The injured area should be raised above heart level so that gravity facilitates fluid drainage, reducing edema and pain. Ideally, the fluid should drain downward from the injured area to the heart (eg, in a hand injury, the elbow and hand should be raised). Ice and elevation should be used periodically within the first 24 hours after acute injury.

Pain control

Pain management involves the use of analgesics, typically paracetamol or non-steroidal anti-inflammatory drugs (NSAIDs). The use of NSAIDs should be avoided for patients with renal insufficiency, a history of gastritis or peptic ulcer. But if the pain persists for >72 h after an apparently simple injury, referral to a specialist for further or more serious injury is recommended. These lesions are treated appropriately (eg with immobilization, sometimes with oral or injectable corticosteroids). Corticosteroids should be applied only by the specialist and only when necessary, as they may slow soft tissue healing and sometimes weaken injured tendons and muscles. The frequency of injections should be monitored by a specialist, as very frequent injections may increase the risk of tissue degeneration and tendon or ligament rupture.


In general, injured athletes should avoid the specific activity that caused the injury even after healing has occurred. However, to minimize deconditioning, they can do cross training (ie, perform different or related exercises that do not cause recurrence of injury or pain). Injury may also require reduced range of motion in exercise if there is intolerable pain at certain points in the movement. Initially, exercises from previously injured areas should be of low intensity to gradually strengthen weak muscles, tendons, and ligaments without the risk of further injury. It is more important to maintain a good range of motion, which helps direct blood to the injured area and accelerate healing, than quickly resuming the full intensity of training for fear of losing conditioning. Resumption of total activity should be gradual as pain improves. Competitive athletes should consider consulting with a professional (eg, physical therapist, personal trainer).

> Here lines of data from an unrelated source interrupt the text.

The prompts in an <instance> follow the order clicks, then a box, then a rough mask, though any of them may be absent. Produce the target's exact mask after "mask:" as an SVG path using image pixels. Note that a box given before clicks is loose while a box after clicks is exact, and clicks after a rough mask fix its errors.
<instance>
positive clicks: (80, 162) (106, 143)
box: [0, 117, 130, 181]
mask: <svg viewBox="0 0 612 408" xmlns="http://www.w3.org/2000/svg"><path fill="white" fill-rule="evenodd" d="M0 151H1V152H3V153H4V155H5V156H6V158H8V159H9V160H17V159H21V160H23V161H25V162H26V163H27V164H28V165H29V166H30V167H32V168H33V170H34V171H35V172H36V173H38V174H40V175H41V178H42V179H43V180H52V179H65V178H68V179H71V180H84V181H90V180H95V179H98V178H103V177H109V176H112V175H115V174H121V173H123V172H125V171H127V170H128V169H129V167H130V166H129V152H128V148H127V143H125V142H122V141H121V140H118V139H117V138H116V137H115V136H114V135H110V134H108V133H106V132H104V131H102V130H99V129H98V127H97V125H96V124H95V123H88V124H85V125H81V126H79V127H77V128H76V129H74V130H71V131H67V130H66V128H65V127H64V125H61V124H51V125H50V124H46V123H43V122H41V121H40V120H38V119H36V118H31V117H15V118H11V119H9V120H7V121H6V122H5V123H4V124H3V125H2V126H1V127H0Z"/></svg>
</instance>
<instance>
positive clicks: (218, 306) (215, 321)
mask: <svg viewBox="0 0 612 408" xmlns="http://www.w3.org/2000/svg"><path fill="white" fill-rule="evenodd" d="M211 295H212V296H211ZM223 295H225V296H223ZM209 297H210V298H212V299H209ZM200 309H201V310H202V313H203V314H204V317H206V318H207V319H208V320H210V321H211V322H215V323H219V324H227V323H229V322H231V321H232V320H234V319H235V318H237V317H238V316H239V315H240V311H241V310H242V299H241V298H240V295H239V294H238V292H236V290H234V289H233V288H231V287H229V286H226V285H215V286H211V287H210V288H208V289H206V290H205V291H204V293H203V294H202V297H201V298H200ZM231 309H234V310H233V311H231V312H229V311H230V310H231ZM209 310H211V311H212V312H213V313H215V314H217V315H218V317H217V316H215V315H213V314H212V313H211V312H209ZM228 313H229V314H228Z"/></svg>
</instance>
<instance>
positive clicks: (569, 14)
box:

Athletes should be placed on a graded exercise and physiotherapy program to restore flexibility, strength and endurance. They also need to feel psychologically ready before returning to a full-blown activity. Competitive athletes can benefit from motivational advice.


Exercise alone helps prevent injury as tissues become more resilient and tolerant during vigorous activity. In general, flexibility and widespread fitness are important to all athletes as a means of preventing injury.

General warm-up increases muscle temperature and makes muscles more flexible, strong and resistant to injury; It also improves fitness performance by increasing mental and physical fitness. However, stretching before exercise has not been shown to prevent injury. Cooling down (ie, a brief period of low-level exertion immediately after an activity) can prevent dizziness and syncope after aerobic exercise and help remove metabolic products from exercise such as lactic acid, muscles, and bloodstream. But studies do not show that cooling decreases stiffness and pain after exercise. The removal of lactic acid can help decrease muscle pain. Cooling down also helps to slow your heart rate slowly and gradually to near resting levels.